Convivere per un lungo periodo con un gruppo di luddisti e di scettici di una nuova tecnologia è un fenomeno abbastanza normale. E lo è anche per l’intelligenza artificiale. Il problema è che ci scordiamo di come la questione si sia presentata più volte nella storia, dall’invenzione della scrittura alla stampa a caratteri mobili, fino ai computer. Oggi, però, nonostante l’entusiasmo dei mercati che da un paio d’anni guadagnano miliardi, il vero problema dell’intelligenza artificiale non sono tanto i luddisti e i sostenitori del «si stava bene senza», quanto un gruppo crescente di consumatori che dell’IA non vuole fidarsi per diversi motivi. Lo sostiene una ricerca della Washington State University e della Temple University, nella quale si mostra come le aziende che decidono di pubblicizzare i loro prodotti presentandoli come costruiti attorno all’intelligenza artificiale, ottengano in cambio uno scarso interesse all’acquisto. In ogni test, i partecipanti esposti al linguaggio legato all’intelligenza artificiale si sono detti meno inclini a provare, acquistare o cercare quei prodotti, rispetto a chi aveva visto versioni non esplicitamente associate all’IA. L’effetto era attenuato ma comunque presente per i beni definiti «a basso rischio», come un televisore o un servizio di assistenza clienti. Diventava invece più marcato per acquisti percepiti come più delicati, tra cui un’automobile o un servizio medico-diagnostico.

LE REAZIONI

Secondo i ricercatori, le reazioni sono state in larga parte emotive: la mancanza di chiarezza sulle funzioni effettive dell’intelligenza artificiale, unita a possibili implicazioni per la sicurezza o la privacy, ha generato diffidenza. È il caso, ad esempio, del frigorifero «intelligente», che tra i prodotti a basso rischio è quello che ha suscitato meno entusiasmo. «I consumatori vedono pochi vantaggi concreti», ha spiegato Dogan Gursoy, docente di hospitality business management e co-autore dello studio. «Un frigorifero smart costa di più, richiede aggiornamenti software frequenti e può sollevare preoccupazioni sulla raccolta di dati legati alle abitudini alimentari».
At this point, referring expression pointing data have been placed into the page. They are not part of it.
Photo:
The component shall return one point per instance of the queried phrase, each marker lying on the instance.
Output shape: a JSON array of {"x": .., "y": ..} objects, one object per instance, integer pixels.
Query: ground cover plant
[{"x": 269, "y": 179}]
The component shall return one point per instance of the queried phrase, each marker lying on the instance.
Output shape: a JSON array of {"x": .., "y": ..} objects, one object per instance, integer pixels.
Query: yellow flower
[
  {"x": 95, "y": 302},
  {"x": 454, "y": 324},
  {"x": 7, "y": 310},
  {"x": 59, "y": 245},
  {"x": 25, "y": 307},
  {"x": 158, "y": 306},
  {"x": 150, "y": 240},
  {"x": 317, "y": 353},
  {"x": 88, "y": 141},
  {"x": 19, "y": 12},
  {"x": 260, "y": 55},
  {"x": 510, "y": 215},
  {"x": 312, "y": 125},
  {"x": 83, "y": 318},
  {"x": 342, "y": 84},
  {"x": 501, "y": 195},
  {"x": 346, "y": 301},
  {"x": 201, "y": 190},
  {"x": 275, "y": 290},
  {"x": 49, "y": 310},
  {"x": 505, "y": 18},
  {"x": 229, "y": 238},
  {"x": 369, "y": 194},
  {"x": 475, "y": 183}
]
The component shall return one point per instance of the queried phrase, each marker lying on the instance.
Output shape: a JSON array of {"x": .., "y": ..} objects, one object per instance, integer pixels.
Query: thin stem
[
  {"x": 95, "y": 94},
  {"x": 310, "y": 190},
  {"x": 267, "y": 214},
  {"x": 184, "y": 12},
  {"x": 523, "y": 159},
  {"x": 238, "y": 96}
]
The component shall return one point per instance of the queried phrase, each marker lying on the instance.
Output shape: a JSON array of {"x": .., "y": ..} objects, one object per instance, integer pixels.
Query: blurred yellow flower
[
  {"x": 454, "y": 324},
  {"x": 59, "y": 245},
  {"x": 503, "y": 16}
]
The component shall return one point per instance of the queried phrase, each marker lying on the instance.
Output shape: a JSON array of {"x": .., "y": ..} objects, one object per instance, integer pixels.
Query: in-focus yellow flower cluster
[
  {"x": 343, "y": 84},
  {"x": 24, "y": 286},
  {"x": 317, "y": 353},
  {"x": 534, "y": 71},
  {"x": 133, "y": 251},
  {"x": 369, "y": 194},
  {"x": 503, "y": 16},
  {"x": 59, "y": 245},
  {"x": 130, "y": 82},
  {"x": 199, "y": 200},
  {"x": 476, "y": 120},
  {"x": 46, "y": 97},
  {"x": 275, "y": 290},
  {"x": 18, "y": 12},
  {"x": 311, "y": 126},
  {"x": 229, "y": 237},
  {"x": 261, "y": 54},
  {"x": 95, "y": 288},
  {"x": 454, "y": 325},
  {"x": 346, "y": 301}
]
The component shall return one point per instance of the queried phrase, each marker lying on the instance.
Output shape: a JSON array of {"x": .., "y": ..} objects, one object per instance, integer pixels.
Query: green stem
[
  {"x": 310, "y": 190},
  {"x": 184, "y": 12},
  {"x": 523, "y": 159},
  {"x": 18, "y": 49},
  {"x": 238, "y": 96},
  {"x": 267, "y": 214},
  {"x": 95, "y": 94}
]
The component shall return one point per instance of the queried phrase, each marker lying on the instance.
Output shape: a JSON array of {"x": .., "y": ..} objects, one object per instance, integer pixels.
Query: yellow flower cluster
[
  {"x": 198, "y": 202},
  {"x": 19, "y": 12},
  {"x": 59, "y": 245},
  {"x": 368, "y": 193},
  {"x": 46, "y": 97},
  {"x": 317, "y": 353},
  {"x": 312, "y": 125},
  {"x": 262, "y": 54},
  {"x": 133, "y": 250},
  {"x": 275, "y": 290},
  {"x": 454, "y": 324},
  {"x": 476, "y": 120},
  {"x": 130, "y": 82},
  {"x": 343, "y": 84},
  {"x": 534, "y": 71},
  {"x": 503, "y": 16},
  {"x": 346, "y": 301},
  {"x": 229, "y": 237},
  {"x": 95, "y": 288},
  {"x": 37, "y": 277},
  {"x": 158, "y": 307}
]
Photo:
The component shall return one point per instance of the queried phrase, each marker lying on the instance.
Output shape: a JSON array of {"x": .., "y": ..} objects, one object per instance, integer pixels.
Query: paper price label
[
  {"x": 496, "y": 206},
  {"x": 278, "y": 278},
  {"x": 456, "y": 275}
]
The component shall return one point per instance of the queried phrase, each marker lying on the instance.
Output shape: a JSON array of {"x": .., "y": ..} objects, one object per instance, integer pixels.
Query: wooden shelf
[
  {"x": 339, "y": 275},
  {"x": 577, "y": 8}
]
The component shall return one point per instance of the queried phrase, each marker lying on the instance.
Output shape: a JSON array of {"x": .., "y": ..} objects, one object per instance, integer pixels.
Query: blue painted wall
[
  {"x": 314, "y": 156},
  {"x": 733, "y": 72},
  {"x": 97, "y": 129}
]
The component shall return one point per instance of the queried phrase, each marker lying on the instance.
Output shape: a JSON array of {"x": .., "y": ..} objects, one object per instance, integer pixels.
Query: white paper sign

Un secondo studio, condotto da Parks Associates con metodi differenti e un campione più ampio (circa 4.000 persone negli Stati Uniti), ha confermato questa tendenza. Quando è stato chiesto se l’etichetta IA rendesse un prodotto più o meno desiderabile, il 24% ha risposto «meno», il 18% «più», mentre il 58% ha dichiarato che non farebbe alcuna differenza. L’età gioca un ruolo significativo. Tra le persone nella fascia 18-44 anni, tra il 24% e il 27% si è detto più propenso ad acquistare un prodotto che includa l’intelligenza artificiale. La percentuale scende al 18% nel campione generale. Tra gli over 65, invece, il 32% ha affermato che sarebbe meno disposto all’acquisto in presenza dell’etichetta IA.

LA NARRAZIONE

Lo scetticismo di base è alimentato anche da centinaia di film e serie tv che negli ultimi decenni hanno costruito un’immagine negativa e pericolosa degli algoritmi e dei computer controllati da un’intelligenza artificiale: pensiamo per esempio a Megan, il film in cui la compagna di gioco perfetta si trasforma in un killer violento. O a notevoli episodi di Black Mirror, nei quali gli algoritmi si ribellano e diventano una minaccia sociale. I ricercatori ricordano che, fiction a parte, sarebbe meglio spiegare i vantaggi delle nuove tecnologie e tranquillizzare i consumatori sulla loro usabilità e sulla loro sicurezza. Questo nonostante per il giornalista tecnologico Casey Newton, di Platformer, i rischi non sono semplicemente commerciali, ma anche «esistenziali», ha scritto qualche mese fa sul suo blog. Casey parla di un gruppo di critici che sostengono che l’IA sia solo un abbaglio, come del resto lo sono stati gli Nft per qualche tempo. «In definitiva, sia chi pensa che l’IA sia una fregatura sia chi la considera reale e pericolosa concorda su un punto: potrebbe finire molto, molto male», conclude Casey.